Orange Alert

Kishi Animashaun Ducre’s Biosketch

Kishi Animashaun Ducre

A scholar-activist, Professor Kishi Animashaun Ducre has been a faculty member in the Department of African American Studies since 2005. Before coming to A&S, she was an advocate for environmental justice for over two decades, including as a campaigner for Greenpeace.

Ducre combines experience born of the front lines of the environmental justice movement with academic training in geographic information systems and demography for a unique and gendered perspective on economic and environmental inequality.

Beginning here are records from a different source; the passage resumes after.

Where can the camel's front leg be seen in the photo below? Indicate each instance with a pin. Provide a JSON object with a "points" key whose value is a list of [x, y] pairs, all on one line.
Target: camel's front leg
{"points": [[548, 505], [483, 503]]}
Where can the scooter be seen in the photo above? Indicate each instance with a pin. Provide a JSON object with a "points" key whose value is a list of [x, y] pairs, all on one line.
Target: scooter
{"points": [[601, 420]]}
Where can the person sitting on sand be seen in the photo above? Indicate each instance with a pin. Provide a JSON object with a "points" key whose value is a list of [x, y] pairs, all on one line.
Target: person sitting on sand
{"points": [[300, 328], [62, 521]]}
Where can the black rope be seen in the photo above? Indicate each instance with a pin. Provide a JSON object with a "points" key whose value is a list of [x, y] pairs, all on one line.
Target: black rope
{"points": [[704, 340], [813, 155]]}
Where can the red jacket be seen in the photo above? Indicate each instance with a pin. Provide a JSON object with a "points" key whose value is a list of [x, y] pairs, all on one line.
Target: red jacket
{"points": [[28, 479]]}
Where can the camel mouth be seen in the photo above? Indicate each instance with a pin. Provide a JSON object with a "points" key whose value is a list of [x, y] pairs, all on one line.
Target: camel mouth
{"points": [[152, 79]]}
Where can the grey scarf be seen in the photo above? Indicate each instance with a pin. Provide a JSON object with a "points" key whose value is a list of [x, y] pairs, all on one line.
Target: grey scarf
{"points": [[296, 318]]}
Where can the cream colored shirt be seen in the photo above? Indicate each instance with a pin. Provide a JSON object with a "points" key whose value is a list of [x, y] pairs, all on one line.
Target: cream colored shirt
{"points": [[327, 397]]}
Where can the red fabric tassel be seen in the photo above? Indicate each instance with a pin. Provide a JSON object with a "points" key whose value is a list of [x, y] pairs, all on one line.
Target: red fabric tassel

She has taught courses such as:

  • Environmental Justice
  • U.S. Racial Residential Segregation
  • Hurricane Katrina: Race, Class, Gender & Disaster
  • African American Foodways
  • Research Methods
  • Feminist Epistemologies

Ducre has written and co-edited books about justice and curated photography exhibitions based upon community-based arts research known as Photovoice, a qualitative methodology used in her book, “A Place We Call Home: Race, Gender, and Justice in Syracuse” (SU Press, 2012).

Her teaching philosophy is based on Paulo Freire’s concept of liberatory pedagogy—knowledge as a form of empowerment.

Ducre was named Associate Dean for Diversity and Inclusion by Dean Karin Ruhlandt in 2018.